I want to figure out which state a lat long belongs to. And for this I am using the shape files provided by US Census and shapely library. This is what I tried so far:
import pandas as pd
import geopandas as gpd
from shapely.geometry import Point
df_poly = gpd.read_file("data/tl_2019_us_state.shp")
df_poly = df_poly[['GEOID', 'geometry']].set_index('GEOID')
display(df_poly.head(5))
geometry GEOID 54 POLYGON ((-81.74725 39.09538, -81.74635 39.096... 12 MULTIPOLYGON (((-86.38865 30.99418, -86.38385 ... 17 POLYGON ((-91.18529 40.63780, -91.17510 40.643... 27 POLYGON ((-96.78438 46.63050, -96.78434 46.630... 24 POLYGON ((-77.45881 39.22027, -77.45866 39.220...
p1 = Point(map(float, (29.65, -95.17)))
any(df_poly['geometry'].contains(p1))
False
But it is somehow returning False for any coordinate that I try. For example the above coordinate is from Texas but still its returning False, so what am I missing here?
Here are a few things you should check:
Did you use the correct order for the point? Shapely points use (x, y) coordinates, which are in the opposite order of (lat, lon) coordinates. I'd try flipping the coordinates and seeing if that works.
For example, I see one of your coordinates is this: "-81.74725 39.09538" If you interpret that in (lat, lon) order, it's in Antartica. If you interpret it in (x, y) order, it's in Ohio.

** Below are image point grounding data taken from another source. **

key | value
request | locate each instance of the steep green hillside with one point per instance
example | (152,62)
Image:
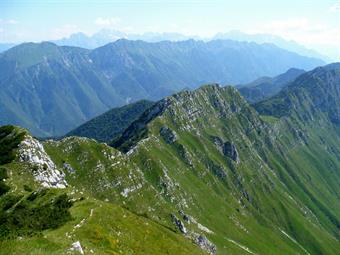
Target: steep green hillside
(110,124)
(198,172)
(51,89)
(266,87)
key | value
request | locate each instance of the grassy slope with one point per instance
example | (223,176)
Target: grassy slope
(282,198)
(110,124)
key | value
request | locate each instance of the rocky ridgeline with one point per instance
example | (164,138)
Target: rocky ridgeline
(44,170)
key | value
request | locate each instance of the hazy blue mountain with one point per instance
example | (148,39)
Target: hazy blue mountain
(199,172)
(5,46)
(106,36)
(265,87)
(268,38)
(51,89)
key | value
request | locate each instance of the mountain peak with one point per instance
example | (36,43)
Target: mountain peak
(184,108)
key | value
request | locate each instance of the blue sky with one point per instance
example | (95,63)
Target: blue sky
(313,23)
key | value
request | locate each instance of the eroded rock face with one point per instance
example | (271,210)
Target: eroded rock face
(44,170)
(168,135)
(229,150)
(205,244)
(226,148)
(179,224)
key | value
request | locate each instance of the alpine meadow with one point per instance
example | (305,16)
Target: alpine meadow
(169,127)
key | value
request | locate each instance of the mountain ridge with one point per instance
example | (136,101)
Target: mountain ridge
(42,83)
(207,166)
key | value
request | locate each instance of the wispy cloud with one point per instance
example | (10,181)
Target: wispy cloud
(335,7)
(8,22)
(302,30)
(65,31)
(107,22)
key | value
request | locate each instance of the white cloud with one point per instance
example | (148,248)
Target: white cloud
(65,31)
(335,7)
(8,22)
(302,30)
(107,22)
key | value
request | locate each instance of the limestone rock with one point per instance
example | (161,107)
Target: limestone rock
(179,224)
(168,135)
(45,171)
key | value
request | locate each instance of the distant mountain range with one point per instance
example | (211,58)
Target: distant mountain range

Are you using the correct SRID? The census data usually uses NAD83, but this is a good thing to check:
print(df_poly.crs)
Another good sanity check is to look at the centroid of each polygon, and verify that it's reasonable:
df.geometry.centroid
In the past, I've seen people who had data which was in the wrong SRID, and had to convert it.